HyperPose: Hypernetwork-Infused Camera Pose Localization and an Extended Cambridge Landmarks Dataset
This work addresses domain gap issues in camera pose localization for computer vision applications, but it is incremental as it builds on existing regression architectures.
The paper tackles the problem of camera pose localization degradation due to domain disparities from environmental variations by proposing HyperPose, which uses hyper-networks to dynamically adapt weights, resulting in notable performance enhancements on indoor and outdoor datasets.
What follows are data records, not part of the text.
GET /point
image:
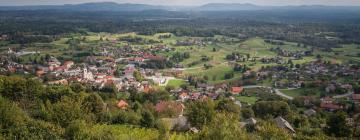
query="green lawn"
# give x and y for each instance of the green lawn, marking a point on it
(302, 92)
(247, 99)
(176, 83)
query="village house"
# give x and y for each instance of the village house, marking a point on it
(309, 112)
(122, 105)
(183, 96)
(282, 123)
(237, 90)
(327, 103)
(59, 82)
(164, 106)
(355, 98)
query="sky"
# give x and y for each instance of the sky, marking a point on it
(186, 2)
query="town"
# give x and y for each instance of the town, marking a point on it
(177, 77)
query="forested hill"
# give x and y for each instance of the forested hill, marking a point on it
(111, 6)
(104, 6)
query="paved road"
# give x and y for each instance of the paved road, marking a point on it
(276, 91)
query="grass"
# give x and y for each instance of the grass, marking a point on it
(302, 92)
(247, 99)
(176, 83)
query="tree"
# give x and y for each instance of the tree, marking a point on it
(337, 125)
(228, 105)
(200, 113)
(93, 103)
(223, 127)
(147, 119)
(138, 76)
(247, 113)
(77, 130)
(270, 131)
(273, 108)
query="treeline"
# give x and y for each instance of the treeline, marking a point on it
(203, 25)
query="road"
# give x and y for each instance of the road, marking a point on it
(276, 91)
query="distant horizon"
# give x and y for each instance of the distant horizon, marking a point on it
(75, 2)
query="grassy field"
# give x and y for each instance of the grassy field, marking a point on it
(176, 83)
(302, 92)
(247, 99)
(124, 132)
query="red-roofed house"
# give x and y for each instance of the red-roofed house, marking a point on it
(236, 90)
(68, 64)
(122, 105)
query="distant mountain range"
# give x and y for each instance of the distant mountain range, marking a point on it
(111, 6)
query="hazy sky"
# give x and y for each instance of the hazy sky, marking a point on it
(186, 2)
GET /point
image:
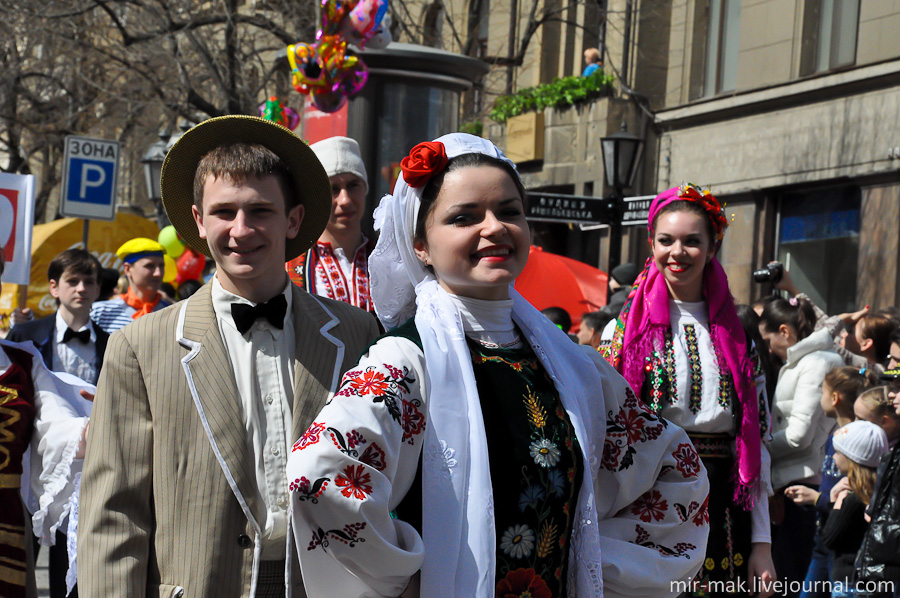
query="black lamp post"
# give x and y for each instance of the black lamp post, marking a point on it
(152, 161)
(621, 155)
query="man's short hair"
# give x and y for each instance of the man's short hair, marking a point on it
(77, 261)
(240, 161)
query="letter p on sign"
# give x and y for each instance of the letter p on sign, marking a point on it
(89, 178)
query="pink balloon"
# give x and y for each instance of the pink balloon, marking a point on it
(189, 265)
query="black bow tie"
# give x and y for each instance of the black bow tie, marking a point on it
(83, 335)
(272, 311)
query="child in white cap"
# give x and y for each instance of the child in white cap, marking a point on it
(858, 448)
(337, 266)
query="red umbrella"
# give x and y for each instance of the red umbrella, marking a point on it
(551, 280)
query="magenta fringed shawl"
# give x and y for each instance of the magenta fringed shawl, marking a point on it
(644, 322)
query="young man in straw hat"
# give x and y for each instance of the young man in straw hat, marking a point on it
(337, 266)
(184, 489)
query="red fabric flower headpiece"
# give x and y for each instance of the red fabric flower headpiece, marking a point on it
(691, 192)
(423, 162)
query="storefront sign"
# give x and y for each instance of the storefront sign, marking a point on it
(637, 210)
(555, 207)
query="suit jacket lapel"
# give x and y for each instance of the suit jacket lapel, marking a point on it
(318, 357)
(215, 393)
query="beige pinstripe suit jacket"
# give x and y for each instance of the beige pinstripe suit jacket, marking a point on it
(168, 502)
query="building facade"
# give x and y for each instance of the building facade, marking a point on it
(787, 109)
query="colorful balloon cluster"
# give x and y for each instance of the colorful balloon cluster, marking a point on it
(275, 111)
(182, 263)
(324, 70)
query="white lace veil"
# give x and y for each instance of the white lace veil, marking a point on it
(458, 511)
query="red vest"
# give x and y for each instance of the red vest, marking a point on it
(16, 426)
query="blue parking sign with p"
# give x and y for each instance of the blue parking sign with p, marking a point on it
(93, 182)
(89, 178)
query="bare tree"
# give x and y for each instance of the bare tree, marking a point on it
(124, 69)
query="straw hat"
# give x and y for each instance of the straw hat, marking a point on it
(309, 178)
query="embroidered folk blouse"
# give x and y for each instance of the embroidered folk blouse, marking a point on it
(702, 397)
(358, 461)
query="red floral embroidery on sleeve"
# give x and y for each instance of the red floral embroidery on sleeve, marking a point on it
(354, 482)
(310, 437)
(642, 538)
(373, 456)
(686, 460)
(412, 420)
(650, 506)
(633, 424)
(701, 518)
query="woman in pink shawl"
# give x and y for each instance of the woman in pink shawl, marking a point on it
(680, 345)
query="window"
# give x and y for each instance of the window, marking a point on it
(818, 242)
(830, 35)
(722, 46)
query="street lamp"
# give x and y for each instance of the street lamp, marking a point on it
(621, 155)
(152, 161)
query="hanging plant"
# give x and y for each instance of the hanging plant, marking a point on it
(560, 93)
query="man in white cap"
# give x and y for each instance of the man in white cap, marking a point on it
(337, 265)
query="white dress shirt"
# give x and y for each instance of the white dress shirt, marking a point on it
(263, 363)
(75, 357)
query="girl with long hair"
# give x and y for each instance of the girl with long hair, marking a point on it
(858, 447)
(680, 344)
(800, 428)
(475, 449)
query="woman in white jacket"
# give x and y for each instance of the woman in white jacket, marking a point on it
(799, 426)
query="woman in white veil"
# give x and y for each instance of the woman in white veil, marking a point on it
(475, 450)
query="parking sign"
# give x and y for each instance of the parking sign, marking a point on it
(90, 170)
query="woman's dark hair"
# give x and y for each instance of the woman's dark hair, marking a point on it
(683, 205)
(767, 361)
(433, 186)
(878, 328)
(796, 313)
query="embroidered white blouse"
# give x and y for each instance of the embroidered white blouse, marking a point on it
(702, 409)
(359, 459)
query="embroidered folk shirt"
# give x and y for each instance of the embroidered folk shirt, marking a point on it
(263, 363)
(359, 461)
(702, 401)
(329, 272)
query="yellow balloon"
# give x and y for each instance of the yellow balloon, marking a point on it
(171, 270)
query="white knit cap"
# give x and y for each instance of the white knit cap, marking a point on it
(862, 442)
(339, 155)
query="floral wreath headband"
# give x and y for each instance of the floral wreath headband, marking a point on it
(424, 161)
(697, 194)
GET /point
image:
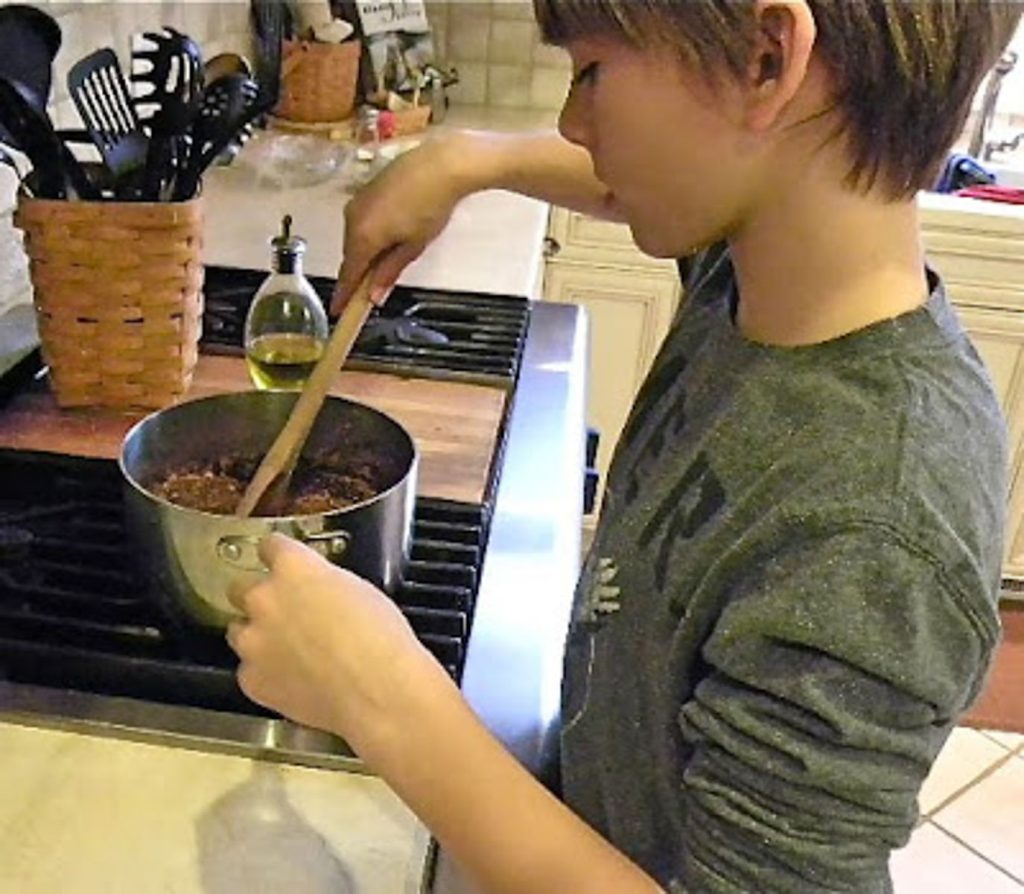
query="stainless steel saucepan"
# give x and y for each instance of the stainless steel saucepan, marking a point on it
(189, 556)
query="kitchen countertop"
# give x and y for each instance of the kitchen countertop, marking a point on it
(94, 815)
(489, 245)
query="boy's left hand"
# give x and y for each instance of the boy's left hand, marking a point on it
(320, 644)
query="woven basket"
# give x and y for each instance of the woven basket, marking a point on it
(118, 295)
(317, 80)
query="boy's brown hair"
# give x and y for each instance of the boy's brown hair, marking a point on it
(904, 71)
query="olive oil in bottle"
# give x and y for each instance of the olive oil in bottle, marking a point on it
(283, 360)
(286, 327)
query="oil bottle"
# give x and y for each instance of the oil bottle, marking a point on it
(286, 328)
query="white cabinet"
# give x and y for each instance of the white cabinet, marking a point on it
(630, 300)
(980, 255)
(978, 249)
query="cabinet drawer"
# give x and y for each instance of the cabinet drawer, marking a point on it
(577, 237)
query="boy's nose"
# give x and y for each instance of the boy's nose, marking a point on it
(571, 123)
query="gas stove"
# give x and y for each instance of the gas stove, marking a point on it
(487, 590)
(455, 336)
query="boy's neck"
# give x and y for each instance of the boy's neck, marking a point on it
(818, 261)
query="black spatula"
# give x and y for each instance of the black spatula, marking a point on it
(97, 86)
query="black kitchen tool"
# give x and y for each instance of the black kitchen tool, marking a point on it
(228, 105)
(271, 22)
(169, 67)
(97, 86)
(29, 41)
(33, 133)
(7, 159)
(225, 64)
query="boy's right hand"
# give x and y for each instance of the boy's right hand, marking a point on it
(393, 218)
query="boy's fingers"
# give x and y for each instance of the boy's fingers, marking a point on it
(386, 269)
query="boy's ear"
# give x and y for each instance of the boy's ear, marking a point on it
(782, 46)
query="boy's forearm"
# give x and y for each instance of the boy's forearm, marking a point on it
(542, 165)
(506, 832)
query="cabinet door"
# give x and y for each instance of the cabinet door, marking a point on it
(998, 336)
(629, 313)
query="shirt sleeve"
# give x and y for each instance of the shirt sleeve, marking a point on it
(832, 680)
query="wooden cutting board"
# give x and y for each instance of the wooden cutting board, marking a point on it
(455, 425)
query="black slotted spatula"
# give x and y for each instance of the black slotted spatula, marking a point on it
(97, 86)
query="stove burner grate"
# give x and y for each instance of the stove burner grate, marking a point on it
(74, 613)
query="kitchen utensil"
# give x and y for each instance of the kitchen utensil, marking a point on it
(271, 23)
(269, 484)
(37, 129)
(286, 327)
(169, 65)
(29, 41)
(227, 105)
(7, 159)
(33, 134)
(225, 64)
(190, 557)
(97, 87)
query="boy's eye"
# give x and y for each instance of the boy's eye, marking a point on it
(585, 75)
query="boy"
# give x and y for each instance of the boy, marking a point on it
(792, 594)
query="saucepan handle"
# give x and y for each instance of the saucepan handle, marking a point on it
(242, 550)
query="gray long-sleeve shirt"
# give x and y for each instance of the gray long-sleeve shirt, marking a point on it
(790, 600)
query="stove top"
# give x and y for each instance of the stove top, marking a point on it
(74, 610)
(489, 591)
(449, 335)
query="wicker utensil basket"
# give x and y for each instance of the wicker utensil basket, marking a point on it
(317, 80)
(118, 296)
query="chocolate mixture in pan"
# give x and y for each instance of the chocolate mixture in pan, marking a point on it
(323, 483)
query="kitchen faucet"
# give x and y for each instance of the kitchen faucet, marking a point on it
(980, 146)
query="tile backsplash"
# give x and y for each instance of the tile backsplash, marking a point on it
(85, 27)
(496, 48)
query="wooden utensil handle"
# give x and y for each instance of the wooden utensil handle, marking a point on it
(284, 453)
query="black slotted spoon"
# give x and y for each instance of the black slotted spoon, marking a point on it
(169, 67)
(97, 86)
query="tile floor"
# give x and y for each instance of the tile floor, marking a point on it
(971, 837)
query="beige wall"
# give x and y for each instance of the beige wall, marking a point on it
(88, 26)
(495, 46)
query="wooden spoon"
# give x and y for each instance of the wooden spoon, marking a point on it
(268, 487)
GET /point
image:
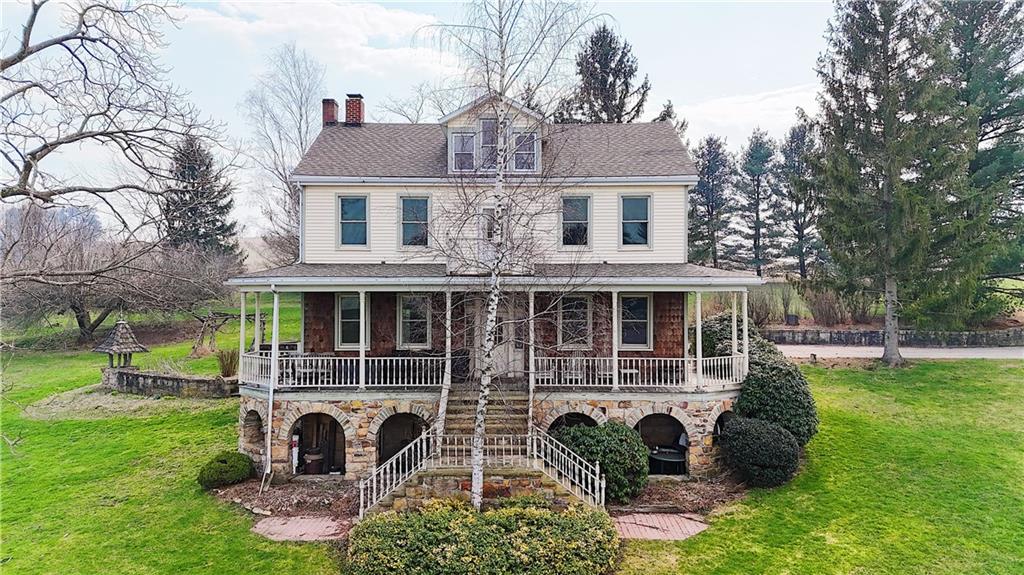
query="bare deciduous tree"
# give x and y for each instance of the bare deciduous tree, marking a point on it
(284, 109)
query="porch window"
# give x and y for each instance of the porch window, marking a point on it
(414, 321)
(573, 322)
(414, 221)
(635, 321)
(352, 212)
(576, 220)
(347, 306)
(636, 220)
(463, 147)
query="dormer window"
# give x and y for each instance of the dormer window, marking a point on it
(463, 145)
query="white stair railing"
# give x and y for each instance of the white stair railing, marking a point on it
(392, 474)
(579, 476)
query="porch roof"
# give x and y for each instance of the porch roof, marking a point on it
(301, 276)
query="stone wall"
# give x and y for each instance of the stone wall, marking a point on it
(909, 338)
(153, 384)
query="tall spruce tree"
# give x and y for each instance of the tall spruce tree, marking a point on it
(798, 209)
(757, 206)
(197, 208)
(894, 150)
(606, 93)
(712, 203)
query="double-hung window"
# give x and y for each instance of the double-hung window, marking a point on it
(636, 220)
(414, 221)
(573, 322)
(524, 158)
(347, 332)
(576, 220)
(352, 213)
(635, 321)
(414, 321)
(463, 150)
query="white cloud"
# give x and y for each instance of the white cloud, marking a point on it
(735, 117)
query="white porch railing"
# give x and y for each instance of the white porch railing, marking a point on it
(537, 450)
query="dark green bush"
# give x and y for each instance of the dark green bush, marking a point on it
(225, 469)
(621, 452)
(764, 454)
(774, 390)
(451, 537)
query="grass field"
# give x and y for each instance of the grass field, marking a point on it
(915, 471)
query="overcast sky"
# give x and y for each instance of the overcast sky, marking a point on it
(728, 67)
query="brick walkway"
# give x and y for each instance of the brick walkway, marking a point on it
(668, 527)
(301, 528)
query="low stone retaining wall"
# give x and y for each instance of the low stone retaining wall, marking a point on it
(909, 338)
(455, 483)
(153, 384)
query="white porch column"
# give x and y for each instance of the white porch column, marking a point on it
(747, 340)
(363, 339)
(242, 324)
(699, 342)
(614, 340)
(735, 345)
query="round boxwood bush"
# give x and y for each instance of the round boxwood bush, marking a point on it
(452, 537)
(774, 390)
(620, 450)
(225, 469)
(763, 453)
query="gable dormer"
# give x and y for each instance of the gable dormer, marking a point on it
(472, 133)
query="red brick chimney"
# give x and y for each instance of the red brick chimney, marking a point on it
(353, 109)
(330, 112)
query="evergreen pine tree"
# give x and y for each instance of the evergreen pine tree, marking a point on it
(711, 203)
(893, 150)
(798, 210)
(197, 208)
(758, 204)
(606, 92)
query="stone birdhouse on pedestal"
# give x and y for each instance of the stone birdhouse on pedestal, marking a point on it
(120, 345)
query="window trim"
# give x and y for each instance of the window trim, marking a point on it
(649, 346)
(337, 221)
(400, 220)
(338, 345)
(589, 298)
(650, 222)
(452, 152)
(398, 333)
(590, 223)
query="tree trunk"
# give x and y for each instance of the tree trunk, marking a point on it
(891, 354)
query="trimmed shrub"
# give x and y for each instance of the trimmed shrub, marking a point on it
(225, 469)
(451, 537)
(764, 454)
(620, 450)
(774, 390)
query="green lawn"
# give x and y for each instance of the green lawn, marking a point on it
(916, 471)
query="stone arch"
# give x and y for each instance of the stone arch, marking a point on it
(385, 412)
(300, 408)
(574, 407)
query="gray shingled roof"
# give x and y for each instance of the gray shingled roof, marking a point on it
(120, 340)
(420, 150)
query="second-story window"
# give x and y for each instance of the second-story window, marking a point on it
(414, 221)
(576, 220)
(636, 221)
(352, 212)
(525, 151)
(463, 151)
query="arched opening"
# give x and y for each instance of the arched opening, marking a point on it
(317, 445)
(570, 419)
(668, 442)
(252, 436)
(396, 432)
(720, 423)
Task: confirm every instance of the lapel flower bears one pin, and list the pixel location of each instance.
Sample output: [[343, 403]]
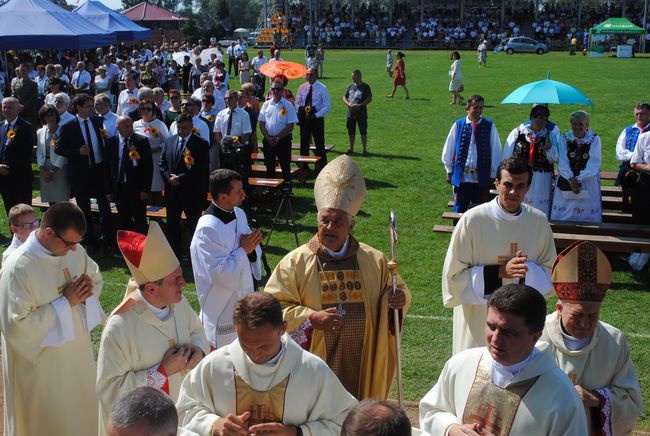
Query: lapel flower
[[188, 158]]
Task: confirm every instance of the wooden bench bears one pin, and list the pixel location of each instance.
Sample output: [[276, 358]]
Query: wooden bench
[[294, 158], [615, 244]]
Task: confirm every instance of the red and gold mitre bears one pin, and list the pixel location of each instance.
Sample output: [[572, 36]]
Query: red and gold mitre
[[581, 273]]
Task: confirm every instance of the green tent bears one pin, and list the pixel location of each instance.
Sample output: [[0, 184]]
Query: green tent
[[617, 26]]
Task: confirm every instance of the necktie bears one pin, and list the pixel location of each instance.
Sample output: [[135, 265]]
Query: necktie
[[89, 140], [229, 123], [121, 175]]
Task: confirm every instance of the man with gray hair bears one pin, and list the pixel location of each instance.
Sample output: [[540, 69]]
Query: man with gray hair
[[143, 411]]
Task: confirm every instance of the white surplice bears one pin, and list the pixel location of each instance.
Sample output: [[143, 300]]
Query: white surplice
[[603, 365], [305, 391], [550, 406], [222, 273], [48, 361], [482, 235]]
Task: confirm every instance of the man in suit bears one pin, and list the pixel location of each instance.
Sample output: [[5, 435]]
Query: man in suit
[[17, 139], [184, 166], [128, 172], [82, 142]]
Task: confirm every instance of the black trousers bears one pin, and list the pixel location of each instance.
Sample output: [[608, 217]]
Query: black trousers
[[94, 187], [281, 151], [15, 190], [315, 128], [178, 201], [131, 211]]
In this work, we propose HyperPose, which utilizes hyper-networks in absolute camera pose regressors. The inherent appearance variations in natural scenes, attributable to environmental conditions, perspective, and lighting, induce a significant domain disparity between the training and test datasets. This disparity degrades the precision of contemporary localization networks. To mitigate this, we advocate for incorporating hypernetworks into single-scene and multiscene camera pose regression models. During inference, the hypernetwork dynamically computes adaptive weights for the localization regression heads based on the particular input image, effectively narrowing the domain gap. Using indoor and outdoor datasets, we evaluate the HyperPose methodology across multiple established absolute pose regression architectures. We also introduce and share the Extended Cambridge Landmarks (ECL), a novel localization dataset, based on the Cambridge Landmarks dataset, showing it in multiple seasons with significantly varying appearance conditions. Our empirical experiments demonstrate that HyperPose yields notable performance enhancements for single- and multi-scene architectures. We have made our source code, pre-trained models, and the ECL dataset openly available.